The company has since expanded into waste management, with plans to carry emitters’ CO2 through hundreds of miles of pipelines and bury it in rocky reservoirs—for a fee.
Its stock is trading around $88—more than four times its price when Denbury relisted in late 2020. And analysts say that the company’s foothold in the carbon business makes it an attractive acquisition target for large oil companies.
“I would certainly say it’s moved faster than I expected,” Denbury Chief Executive Chris Kendall said of the company’s recovery.

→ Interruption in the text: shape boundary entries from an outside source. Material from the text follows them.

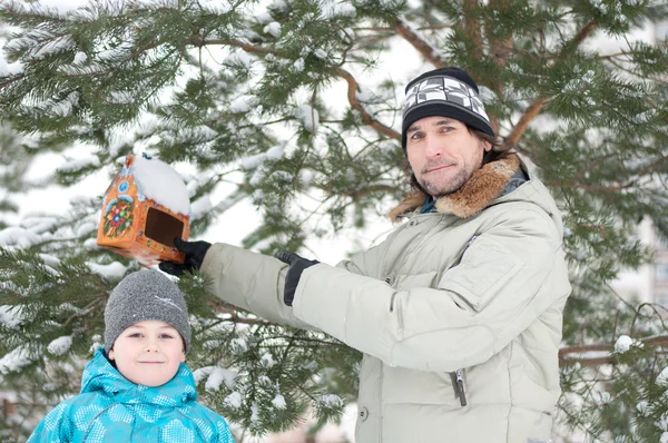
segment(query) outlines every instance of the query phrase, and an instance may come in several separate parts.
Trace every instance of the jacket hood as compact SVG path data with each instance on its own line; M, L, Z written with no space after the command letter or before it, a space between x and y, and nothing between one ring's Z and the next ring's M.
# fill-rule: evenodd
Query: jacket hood
M529 180L510 193L504 189L511 178L522 168ZM426 195L421 190L412 190L390 211L392 222L402 215L420 209ZM538 205L552 217L561 230L561 216L550 197L548 189L537 180L522 165L517 154L511 154L495 161L490 161L478 169L471 178L456 191L436 199L436 213L454 214L460 218L469 218L480 214L484 208L505 201L529 201Z
M81 377L81 394L99 391L120 403L144 403L161 407L180 406L197 398L195 378L186 364L181 363L176 375L164 385L144 386L124 377L107 360L101 347L88 362Z

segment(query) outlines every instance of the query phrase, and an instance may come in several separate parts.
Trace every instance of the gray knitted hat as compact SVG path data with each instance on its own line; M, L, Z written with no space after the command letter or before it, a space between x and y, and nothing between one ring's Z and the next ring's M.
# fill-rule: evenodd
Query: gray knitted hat
M143 269L127 275L111 291L105 307L105 351L129 326L145 319L161 321L173 326L190 347L190 324L186 301L176 283L158 270Z

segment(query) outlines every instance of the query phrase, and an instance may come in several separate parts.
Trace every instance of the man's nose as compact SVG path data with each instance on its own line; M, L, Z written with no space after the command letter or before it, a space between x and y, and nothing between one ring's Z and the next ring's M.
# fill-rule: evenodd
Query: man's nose
M436 158L443 155L443 146L438 137L428 135L424 141L426 142L424 152L428 158Z

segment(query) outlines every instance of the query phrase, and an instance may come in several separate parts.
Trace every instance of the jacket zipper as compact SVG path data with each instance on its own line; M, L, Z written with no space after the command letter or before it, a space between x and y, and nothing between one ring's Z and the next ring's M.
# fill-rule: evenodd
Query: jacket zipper
M462 370L456 370L455 372L450 373L450 378L452 380L452 388L454 390L454 397L460 400L460 404L465 406L466 402L466 393L464 392L464 378L462 377Z
M478 238L477 235L471 237L471 239L462 248L462 252L460 253L460 255L452 263L452 265L450 265L448 267L448 269L452 269L453 267L455 267L456 265L459 265L461 263L461 260L464 256L464 253L466 252L466 249L469 249L469 246L471 246L471 244L473 243L473 240L475 240L475 238ZM452 388L454 390L454 397L460 400L460 404L462 405L462 407L465 406L468 404L468 402L466 402L466 393L464 391L464 377L462 377L462 370L456 370L455 372L451 372L450 378L452 380Z
M462 258L464 257L464 253L469 249L469 247L475 240L475 238L478 238L478 235L474 235L473 237L471 237L471 239L469 242L466 242L466 244L462 248L462 252L456 256L456 259L454 262L452 262L452 264L450 266L448 266L448 269L445 269L445 270L452 269L453 267L455 267L456 265L459 265L462 262Z

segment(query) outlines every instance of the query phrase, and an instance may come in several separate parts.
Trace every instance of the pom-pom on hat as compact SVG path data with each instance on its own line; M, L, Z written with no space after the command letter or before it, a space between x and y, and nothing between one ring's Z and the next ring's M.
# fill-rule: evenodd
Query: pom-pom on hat
M406 150L406 129L425 117L450 117L494 137L478 85L460 68L424 72L406 86L402 111L401 146Z
M111 291L105 307L105 351L128 327L147 319L161 321L174 327L190 347L190 324L184 295L167 276L158 270L143 269L127 275Z

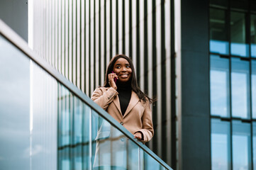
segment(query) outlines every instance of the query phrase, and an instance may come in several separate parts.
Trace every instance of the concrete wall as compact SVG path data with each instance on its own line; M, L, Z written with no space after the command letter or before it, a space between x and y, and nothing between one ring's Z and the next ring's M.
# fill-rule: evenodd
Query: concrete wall
M28 42L28 0L1 0L0 19Z

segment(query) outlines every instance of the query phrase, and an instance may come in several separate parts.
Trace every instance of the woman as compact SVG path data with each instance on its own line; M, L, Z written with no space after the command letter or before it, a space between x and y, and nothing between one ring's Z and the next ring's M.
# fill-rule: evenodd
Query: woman
M112 58L106 70L104 85L95 89L91 99L139 141L146 142L152 139L152 100L138 86L134 67L128 57L118 55ZM96 140L106 139L110 135L111 132L103 133L99 130ZM96 152L101 150L99 147L98 144Z

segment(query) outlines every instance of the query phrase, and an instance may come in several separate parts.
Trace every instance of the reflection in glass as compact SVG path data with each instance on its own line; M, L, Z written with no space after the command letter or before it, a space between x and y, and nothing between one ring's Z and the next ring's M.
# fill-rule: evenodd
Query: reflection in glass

Behind Denbury’s renaissance: billions of dollars of public money juicing carbon capture. Tax credits in the Inflation Reduction Act, which President Biden signed into law last year, reward companies that store CO2 underground. Denbury won’t receive public funding directly in most cases—it will go to customers who capture the carbon—but the company will charge customers for handling their emissions.
My day, if he were still around, would find this humorous, to say the least.
Another example of the importance of investors to pay attention to President Biden and his "green agenda."
As for me, I'm loving it.
DEN: a P/E of nine; pays no dividend.
By the way, another great example of the strength -- if that's the right word -- the American system -- the opportunity of companies to reorganize with protection from creditors granted by the courts in an expeditious matter.
On every level, I find this a wonderful -- if that's the right word -- story. Good for Denbury, its CEO, its board or directors, its roughnecks, and its shareholders.
By the way, same with Intel -- getting a huge "bailout" from the Biden administration.
For the record: I don't invest directly in either Intel or Denbury.